Failure to reach the main draw was overshadowed by Tomic's controversial post-match interview during which he said: 'I just count money, that's all I do, I count my millions. You go make $13 or $14 million. Good luck, bye.'
Lamenting the talent lost and predicting we may have seen the last of Tomic, Guiney said:
"I heard his comment about all his money, but that's just how he is. He's on a downhill slope and that (money) seems to be all he can think about,' he told the Daily Mail.
"I still watch him, but it's disappointing to say the least ... the shining light is fading. Yes, I think this time you can nearly call it - his career is all but over."

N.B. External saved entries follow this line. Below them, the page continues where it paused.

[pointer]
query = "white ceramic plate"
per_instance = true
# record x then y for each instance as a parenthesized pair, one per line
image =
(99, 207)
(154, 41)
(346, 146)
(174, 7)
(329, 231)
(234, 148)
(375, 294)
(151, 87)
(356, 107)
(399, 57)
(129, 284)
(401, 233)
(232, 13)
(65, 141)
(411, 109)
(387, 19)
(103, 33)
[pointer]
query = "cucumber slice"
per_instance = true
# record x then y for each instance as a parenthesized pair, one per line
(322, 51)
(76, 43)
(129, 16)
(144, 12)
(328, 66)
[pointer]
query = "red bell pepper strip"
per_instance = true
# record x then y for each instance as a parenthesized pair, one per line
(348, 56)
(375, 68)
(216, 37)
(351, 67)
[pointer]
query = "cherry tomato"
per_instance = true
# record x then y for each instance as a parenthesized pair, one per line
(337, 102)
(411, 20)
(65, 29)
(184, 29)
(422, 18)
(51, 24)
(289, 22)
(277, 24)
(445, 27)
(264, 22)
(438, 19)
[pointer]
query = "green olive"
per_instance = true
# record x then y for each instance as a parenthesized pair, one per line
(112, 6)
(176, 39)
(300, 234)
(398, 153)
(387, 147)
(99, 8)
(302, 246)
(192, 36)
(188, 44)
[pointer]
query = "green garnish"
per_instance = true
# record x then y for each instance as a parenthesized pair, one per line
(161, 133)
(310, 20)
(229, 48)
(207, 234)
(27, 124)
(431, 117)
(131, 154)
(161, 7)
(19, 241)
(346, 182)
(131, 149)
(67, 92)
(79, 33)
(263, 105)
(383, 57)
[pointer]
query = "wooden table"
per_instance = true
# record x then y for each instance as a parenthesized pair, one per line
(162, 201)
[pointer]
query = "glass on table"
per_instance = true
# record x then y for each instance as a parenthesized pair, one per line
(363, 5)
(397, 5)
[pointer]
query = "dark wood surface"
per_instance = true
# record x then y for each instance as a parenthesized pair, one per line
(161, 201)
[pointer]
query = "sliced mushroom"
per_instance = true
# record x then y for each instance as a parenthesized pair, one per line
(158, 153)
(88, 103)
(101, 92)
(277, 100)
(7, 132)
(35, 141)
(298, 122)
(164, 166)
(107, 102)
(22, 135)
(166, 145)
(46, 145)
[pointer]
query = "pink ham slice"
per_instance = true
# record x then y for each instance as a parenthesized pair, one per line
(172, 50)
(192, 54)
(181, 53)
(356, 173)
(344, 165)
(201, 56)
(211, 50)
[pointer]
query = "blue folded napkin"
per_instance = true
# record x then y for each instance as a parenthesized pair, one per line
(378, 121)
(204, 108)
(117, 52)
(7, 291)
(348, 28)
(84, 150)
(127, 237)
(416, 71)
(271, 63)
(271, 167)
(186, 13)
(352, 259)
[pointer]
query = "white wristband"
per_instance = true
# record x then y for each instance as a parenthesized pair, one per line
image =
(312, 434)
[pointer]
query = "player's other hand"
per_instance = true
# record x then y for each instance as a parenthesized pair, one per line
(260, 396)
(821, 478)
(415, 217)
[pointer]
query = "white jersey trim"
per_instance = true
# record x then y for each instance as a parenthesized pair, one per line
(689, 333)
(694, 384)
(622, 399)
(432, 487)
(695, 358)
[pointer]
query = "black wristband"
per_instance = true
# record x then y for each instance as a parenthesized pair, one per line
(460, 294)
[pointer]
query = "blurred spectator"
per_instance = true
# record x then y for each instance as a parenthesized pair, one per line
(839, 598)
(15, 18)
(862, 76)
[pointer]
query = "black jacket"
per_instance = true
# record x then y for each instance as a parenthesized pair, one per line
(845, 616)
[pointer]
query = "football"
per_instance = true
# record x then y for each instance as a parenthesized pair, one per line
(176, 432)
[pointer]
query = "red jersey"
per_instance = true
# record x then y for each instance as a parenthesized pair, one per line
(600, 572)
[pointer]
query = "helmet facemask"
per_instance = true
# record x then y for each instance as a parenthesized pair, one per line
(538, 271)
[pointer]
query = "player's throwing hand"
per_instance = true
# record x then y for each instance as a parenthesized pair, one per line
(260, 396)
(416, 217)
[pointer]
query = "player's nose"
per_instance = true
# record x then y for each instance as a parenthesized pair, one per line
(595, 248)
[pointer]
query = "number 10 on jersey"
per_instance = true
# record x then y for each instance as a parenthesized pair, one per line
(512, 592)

Tomic's rap sheet is extensive. It includes accusations of tanking and cheating, getting three driving fines in one day, losing his license, extraordinary public rants and getting arrested in Miami.
And while much has been said and written about his attitude and demeanour, there has also been a microscope held over the influence of his father John.
He too can lay claim to quite a colourful history of blow-ups and rants.
Most memorable perhaps was when John left Bernard's hitting partner Thomas Drouet with a broken nose after headbutting him outside a hotel in May 2013 during the Madrid Masters.
John was handed a ban by the ATP tour and convicted of causing bodily harm. He was also handed a suspended eight month sentence by a Spanish Court on condition of good behaviour.
Shedding some light on John's character and influence on Bernard, Guiney said: "John didn't really know enough (about tennis) but always had to be in charge.
"The main drive came from his father, you could almost predict things were going to go wrong.
"Bernard always lived through this unsteady sort of atmosphere, not sure whether to duck or run, and that always breeds disaster.
"He took it very seriously when he was a kid, he liked to win, and all that's gone now."
As for the future, it seems Tomic's money will fade away with his ranking and pride will prevent any possible reform and return.
"It's all over, unless he's happy to play (lower level) Challenger tournaments for all his life, but knowing Bernard I highly doubt it,' Guiney said.
"To be honest I don't think he is concerned about his bank balance, I think he's just saying that because he's embarrassed about losing.
"For him it's embarrassing to have to play qualifiers and more embarrassing when he loses ... but it looks bad and it sounds bad."